The Shifting Sands of Stablecoin Ownership: Could Circle Be Acquired Despite IPO Plans?
The stablecoin issuer Circle, known for its USDC stablecoin, recently filed for an IPO in April. While it’s common knowledge that Ripple previously offered to acquire Circle for up to $5 billion but was rejected, fresh rumors of a Coinbase acquisition have once again put Circle in the spotlight.

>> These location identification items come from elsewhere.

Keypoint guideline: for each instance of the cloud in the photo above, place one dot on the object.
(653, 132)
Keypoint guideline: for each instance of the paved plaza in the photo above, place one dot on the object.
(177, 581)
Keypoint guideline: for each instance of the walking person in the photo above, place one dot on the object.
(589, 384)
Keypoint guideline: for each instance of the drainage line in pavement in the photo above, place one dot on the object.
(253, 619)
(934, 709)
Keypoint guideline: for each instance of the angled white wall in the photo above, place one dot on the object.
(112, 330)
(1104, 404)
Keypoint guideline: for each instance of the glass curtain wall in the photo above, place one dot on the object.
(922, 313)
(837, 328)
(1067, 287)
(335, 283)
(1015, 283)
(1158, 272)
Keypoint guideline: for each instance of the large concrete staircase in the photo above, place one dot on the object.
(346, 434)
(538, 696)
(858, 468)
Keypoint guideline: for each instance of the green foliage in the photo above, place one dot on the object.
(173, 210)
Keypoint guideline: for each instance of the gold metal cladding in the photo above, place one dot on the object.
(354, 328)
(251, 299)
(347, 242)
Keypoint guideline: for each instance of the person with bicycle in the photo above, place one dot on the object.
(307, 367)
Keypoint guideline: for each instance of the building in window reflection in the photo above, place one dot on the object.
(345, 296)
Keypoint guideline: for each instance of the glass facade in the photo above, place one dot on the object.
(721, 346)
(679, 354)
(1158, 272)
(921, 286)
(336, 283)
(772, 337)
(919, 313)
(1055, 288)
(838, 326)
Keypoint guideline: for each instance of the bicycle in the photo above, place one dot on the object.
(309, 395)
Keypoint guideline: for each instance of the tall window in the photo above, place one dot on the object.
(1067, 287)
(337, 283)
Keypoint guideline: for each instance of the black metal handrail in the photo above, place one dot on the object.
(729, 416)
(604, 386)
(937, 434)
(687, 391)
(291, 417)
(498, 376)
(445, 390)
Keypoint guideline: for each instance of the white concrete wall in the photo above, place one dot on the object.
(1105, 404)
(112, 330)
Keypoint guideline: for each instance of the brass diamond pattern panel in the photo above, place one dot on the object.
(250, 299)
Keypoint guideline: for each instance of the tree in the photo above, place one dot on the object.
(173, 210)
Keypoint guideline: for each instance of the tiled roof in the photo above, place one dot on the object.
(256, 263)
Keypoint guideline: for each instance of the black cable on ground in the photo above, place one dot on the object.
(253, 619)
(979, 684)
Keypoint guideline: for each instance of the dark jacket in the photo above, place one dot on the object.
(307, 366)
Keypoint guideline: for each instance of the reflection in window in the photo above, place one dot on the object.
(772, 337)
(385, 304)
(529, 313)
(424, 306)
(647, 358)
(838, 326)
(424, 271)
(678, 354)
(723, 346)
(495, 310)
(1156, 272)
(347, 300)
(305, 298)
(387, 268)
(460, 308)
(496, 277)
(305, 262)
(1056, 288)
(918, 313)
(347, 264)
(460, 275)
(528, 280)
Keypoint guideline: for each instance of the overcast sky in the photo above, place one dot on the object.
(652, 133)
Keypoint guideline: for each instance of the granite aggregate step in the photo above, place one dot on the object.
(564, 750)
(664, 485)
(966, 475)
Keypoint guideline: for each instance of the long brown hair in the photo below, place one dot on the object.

Coinbase, which recently completed its $2.9 billion acquisition of derivatives platform Deribit, is reportedly still cash-rich with over $8 billion in cash and equivalents. According to a Fortune source, Circle would eagerly sell to Coinbase if the offer were made.

Source: create.vista.com
Coinbase’s interest in Circle isn’t surprising, given its existing equity stake and revenue-sharing partnership with the stablecoin issuer, where they split USDC proceeds. A significant portion of Coinbase’s Q1 “subscription and services” revenue, $698 million, came from USDC operations. Coinbase has also asserted its dominance in crypto mergers and acquisitions (M&A). During the company’s Q1 earnings call in early May, Coinbase President and COO Emilie Choi stated that she believed the company had historically been the most active player in crypto M&A.
Despite Circle’s public stance that it is “not for sale,” it appears that discussions have indeed occurred. Whether Circle proceeds with its IPO or is acquired beforehand remains uncertain, but if an acquisition were to happen, Coinbase is considered the most probable buyer. When asked about a potential transaction by Bloomberg, Coinbase CEO Brian Armstrong remarked that Circle’s decision to go public wouldn’t alter their commercial relationship, but any future deals would depend on both companies.